A primeira etapa que corresponde de 1848 a 1870: essa conjuntura deu origem
ao primeiro projeto ou tentativa sistemática de se fundar uma verdadeira ciência
histórica, materializando projeto crítico do marxismo original. A segunda etapa que vai
de 1870 a 1929, assiste-se à efetivação de uma primeira hegemonia historiográfica. Essa
primeira hegemonia no campo dos estudos históricos tem seu centro de irradiação
fundamental no espaço de fala alemã da Europa ocidental e servirá de “modelo” geral
para o conjunto das demais historiografias da Europa e do mundo daquele tempo. Esse
segundo período se encerra com a crise terrível desencadeada na cultura alemã pela
trágica ascensão do nazismo. A terceira etapa se concretizará pela emergência de uma
segunda hegemonia historiográfica, situada agora, em termos gerais, na França. Essa
terceira hegemonia ou modelo geral foi referência obrigatória para todos os circuitos
historiográficos do século XX. A vigência culminou da hegemonia historiográfica
francesa, por sua vez, põe termo a profunda revolução cultural, de alcance planetário e
de consequências civilizatórias globais, que foi a Revolução de 1968. No período de
1929 a 1968 os Annales franceses que dominaram a paisagem historiográfica e isso a
partir de um projeto que se constituiu como contraponto perfeito da historiografia
positivista. E não só porque os Annales vão criticar essa história rankiana direta e
explicitamente, mas também porque, ante essa história concentrada somente no militar,
no biográfico, no político e no diplomático, a nova perspectiva dos Annales propõe uma
história do tecido social no seu conjunto. E, então, em vez de estudar apenas os grandes
homens e as grandes batalhas e tratados que constituem os fatos “ressonantes” da
História, os historiadores da corrente dos Annales vão começar a estudar as civilizações,
as estruturas e as classes sociais, as crenças coletivas populares ou o moderno
capitalismo numa nova perspectiva analítica e epistemológica.

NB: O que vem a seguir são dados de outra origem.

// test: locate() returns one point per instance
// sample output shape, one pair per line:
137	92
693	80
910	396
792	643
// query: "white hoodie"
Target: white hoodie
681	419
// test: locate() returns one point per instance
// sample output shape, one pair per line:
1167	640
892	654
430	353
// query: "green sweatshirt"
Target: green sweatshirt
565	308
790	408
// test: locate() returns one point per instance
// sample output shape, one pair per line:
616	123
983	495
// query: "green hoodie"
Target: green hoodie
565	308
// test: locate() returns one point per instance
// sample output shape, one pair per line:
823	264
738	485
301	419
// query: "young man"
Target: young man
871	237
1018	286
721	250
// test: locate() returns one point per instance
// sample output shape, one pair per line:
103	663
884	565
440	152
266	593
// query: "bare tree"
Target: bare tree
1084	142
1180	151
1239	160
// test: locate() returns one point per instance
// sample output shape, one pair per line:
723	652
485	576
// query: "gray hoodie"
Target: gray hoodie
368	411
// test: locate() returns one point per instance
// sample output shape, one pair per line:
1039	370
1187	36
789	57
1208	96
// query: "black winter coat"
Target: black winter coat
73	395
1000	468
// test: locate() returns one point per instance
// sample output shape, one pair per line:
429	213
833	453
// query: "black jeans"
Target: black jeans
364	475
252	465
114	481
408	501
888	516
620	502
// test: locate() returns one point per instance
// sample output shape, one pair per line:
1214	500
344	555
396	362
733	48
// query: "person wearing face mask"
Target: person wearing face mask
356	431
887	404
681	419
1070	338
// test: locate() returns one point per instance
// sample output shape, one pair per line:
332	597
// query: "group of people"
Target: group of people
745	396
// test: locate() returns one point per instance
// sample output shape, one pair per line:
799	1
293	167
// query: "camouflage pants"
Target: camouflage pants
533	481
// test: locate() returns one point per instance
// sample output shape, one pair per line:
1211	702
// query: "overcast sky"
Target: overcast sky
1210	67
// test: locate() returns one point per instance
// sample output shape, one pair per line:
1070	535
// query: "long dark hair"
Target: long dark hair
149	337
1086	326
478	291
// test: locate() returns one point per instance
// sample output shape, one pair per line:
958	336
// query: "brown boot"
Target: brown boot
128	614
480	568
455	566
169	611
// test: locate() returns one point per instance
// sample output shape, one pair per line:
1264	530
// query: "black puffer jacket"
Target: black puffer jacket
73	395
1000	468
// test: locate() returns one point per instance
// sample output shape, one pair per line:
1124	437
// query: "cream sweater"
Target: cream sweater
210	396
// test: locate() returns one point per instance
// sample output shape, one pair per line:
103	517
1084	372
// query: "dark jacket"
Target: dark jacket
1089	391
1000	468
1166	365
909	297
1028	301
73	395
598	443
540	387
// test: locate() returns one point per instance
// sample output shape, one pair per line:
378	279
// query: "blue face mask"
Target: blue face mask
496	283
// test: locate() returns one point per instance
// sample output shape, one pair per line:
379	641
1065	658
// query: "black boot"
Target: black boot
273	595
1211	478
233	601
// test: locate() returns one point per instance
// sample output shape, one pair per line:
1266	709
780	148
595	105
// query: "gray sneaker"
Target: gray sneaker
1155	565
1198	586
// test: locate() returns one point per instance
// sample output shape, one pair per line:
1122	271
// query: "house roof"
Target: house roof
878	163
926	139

Já a quarta etapa, sendo esta filha direta das grandes transformações que 1968
trouxe em todos os mecanismos da reprodução cultural da vida social moderna e na qual
já não existe nenhuma hegemonia historiográfica, mas, sim, pelo contrário, uma nova e
inédita situação de policentrismo na inovação e no descobrimento das novas linhas de
progresso da historiografia e que se prolonga até os nossos dias. O ano de 1968 é
efetivamente uma fratura definitiva em todas as formas de reprodução cultural da vida
moderna. Não é então um simples movimento estudantil, nem um movimento de
diferença geracional. É, antes, uma revolução cultural e civilizatória das principais
formas de reprodução de toda a modernidade atual. Depois de 1968, passando a outra
situação historiográfica, pergunta-se: Qual então a historiografia dominante em 1990? A
resposta é: nenhuma. Pois em 1990 já não há uma historiografia hegemônica, e aí é tão
importante a “Escola da micro-história italiana - com suas diferentes variantes de
história cultural, de um lado, e história econômica e social, do outro – como a quarta
geração dos Annales, e o mesmo sucedendo com a historiografia socialista britânica, a
antropologia histórica russa, a história regional latino-americana, a psico-história anglo-
saxônica.
Falarmos de historiografia Brasileira ganha contorno específicos. Pensar a
história de nosso país é parte integrante da elaboração de um pensamento social
brasileiro próprio. Bernardo Ricupero ao retomar a indagação de Raymundo Faoro
acerca das linhagens do pensamento político brasileiro questionou que “não era evidente
que um país como o Brasil seja capaz de criar um pensamento político e social que dê
conta de suas condições particulares”, sendo assim podemos ampliar esse
questionamento com a seguinte questão: será evidente um país como o Brasil possua
uma tradição historiográfica que dê conta de suas particularidades? A resposta é: não,
não é evidente. Por isso, faz-se necessário um trabalho de crítica que busque, no
conjunto de textos sobre o Brasil, aqueles que incluam a preocupação com o passado
como instrumental indispensável do ato de conhecer-nos. Só faz sentido questionarmos
a nossa produção historiográfica se admitirmos que pensar a história do Brasil significa
refletir sobre nossa própria formação como país, como provo, como nação.